(361a) Efficient Data-Driven Discovery of Novel Innate Immunomodulators Using Machine Learning-Guided High Throughput Screening | AIChE

(361a) Efficient Data-Driven Discovery of Novel Innate Immunomodulators Using Machine Learning-Guided High Throughput Screening

Authors 

Kim, J., University of Chicago
Ka Man Ip, C., University of Chicago
Bahmani, A., University of Chicago
Chen, Q., University of Chicago
Rosenberger, M., University of Chicago
Esser-Kahn, A., University of Chicago
Ferguson, A., University of Chicago
The success of prophylactic vaccines and immunotherapies relies on the innate immune response, which can be modulated by small molecules to inhibit unfavorable systemic inflammation for prophylactic vaccines and improve immune stimulation for immunotherapies to mitigate suppression from tumor micro-environment. Traditional screening methods for discovering small molecule with specific pharmaceutical usages are time-consuming and resource-intensive, and often fail to identify novel compounds with high efficacy. In addition, although human intuition and experience present valuable heuristics to guide this search, the relative infancy of immunomodulator discovery efforts, absence of mechanistic understanding, and vast size of molecular space can make these heuristics limiting and subject to human preconceptions, bias, and potential blind spots.


We have developed a machine learning-enabled active learning pipeline to guide in vitro experimental screening and discovery of small molecule immunomodulators that alter the signaling activity of innate immune responses stimulated by traditional pattern recognition receptor agonists. Molecules were tested by in vitro high throughput screening (HTS) where we measured modulation over the activation of two major effector of human immunity, the nuclear factor κ-light-chain-enhancer of activated B-cells (NF-κB) pathway and the interferon regulatory factors (IRF) pathway. These data were used to train data-driven predictive models linking molecular structure to their immunomodulatory activity using deep representational learning, Gaussian process regression (GPR), and Bayesian optimization (BO). The deep representational learning model was trained to convert molecular structure to continuous embeddings with 97% reversible fidelity. The GPR and BO converged after four rounds of discovery loop between computation and experimentation with stabilized prediction and minimized error.

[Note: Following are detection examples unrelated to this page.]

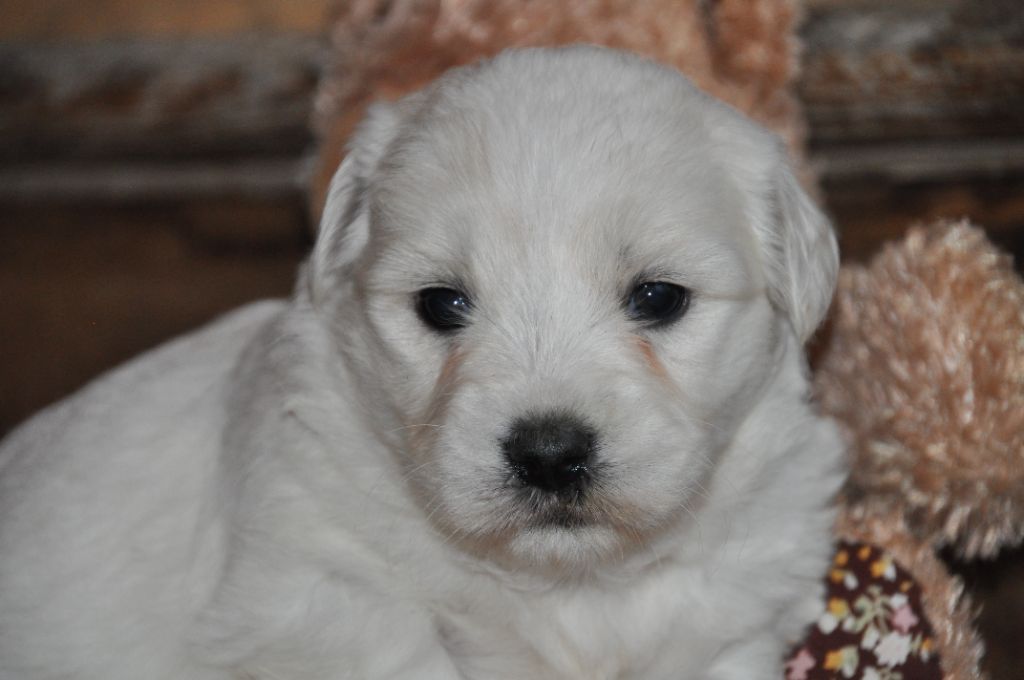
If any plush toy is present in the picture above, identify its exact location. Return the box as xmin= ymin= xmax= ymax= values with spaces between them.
xmin=311 ymin=0 xmax=1024 ymax=680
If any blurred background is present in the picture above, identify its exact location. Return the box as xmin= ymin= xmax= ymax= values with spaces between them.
xmin=0 ymin=0 xmax=1024 ymax=680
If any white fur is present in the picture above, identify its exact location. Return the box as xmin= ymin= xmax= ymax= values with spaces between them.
xmin=0 ymin=47 xmax=842 ymax=680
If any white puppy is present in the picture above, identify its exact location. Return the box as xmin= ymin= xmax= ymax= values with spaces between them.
xmin=0 ymin=47 xmax=842 ymax=680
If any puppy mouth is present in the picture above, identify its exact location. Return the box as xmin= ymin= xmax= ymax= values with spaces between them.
xmin=505 ymin=465 xmax=606 ymax=530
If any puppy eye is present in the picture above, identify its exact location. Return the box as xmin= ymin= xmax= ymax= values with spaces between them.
xmin=626 ymin=281 xmax=690 ymax=328
xmin=416 ymin=288 xmax=470 ymax=333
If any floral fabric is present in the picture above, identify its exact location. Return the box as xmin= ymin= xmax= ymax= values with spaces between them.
xmin=785 ymin=542 xmax=942 ymax=680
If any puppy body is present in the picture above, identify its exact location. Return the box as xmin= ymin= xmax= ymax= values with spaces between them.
xmin=0 ymin=48 xmax=842 ymax=680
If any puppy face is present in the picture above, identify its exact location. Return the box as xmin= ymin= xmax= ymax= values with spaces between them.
xmin=312 ymin=48 xmax=836 ymax=565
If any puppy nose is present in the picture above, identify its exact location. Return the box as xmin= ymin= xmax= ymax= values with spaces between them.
xmin=502 ymin=415 xmax=596 ymax=493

By interleaving successive rounds of model training and in vitro HTS, we performed an active learning-guided traversal of a 139,998-molecule library using a fraction of the time and material costs associated with exhaustive screening. After experimentally evaluating only around 2% of the library, we discovered molecules with unprecedented immunomodulatory capacity, including those capable of suppressing NF-κB activity by up to 15-fold, elevating NF-κB activity by up to 5-fold, and elevating IRF activity by up to 3-fold. A subset of our top-performing candidates, namely 17 compounds, was tested to validate their immunomodulatory effect by measuring cytokine release profiles. One of these molecules demonstrated a 40-fold enhancement in IFN-β production. In addition, we rationalized the correlation between the chemical structure and immunomodulatory capacity by using a linear regression model and interpretable molecular features and discovered design rules for immunomodulators.


Our machine learning-enabled screening approach presents an efficient immunomodulator discovery pipeline that has furnished a library of novel small molecules with unprecedented capacity to enhance or suppress innate immune signaling pathways. This has the potential to improve prophylactic vaccination by minimizing side effects and addressing vaccination hesitancy, and to enhance the potency of immunotherapies. This collection of new small molecule immunomodulators may progress to subsequent screenings, in vivo studies, clinical trials, and eventually become a pharmaceutical product, if successful. Furthermore, this machine learning-based screening strategy can be employed in drug discovery and development, especially in pipelines lacking well-defined mechanistic insights and requiring expensive experimental assessments.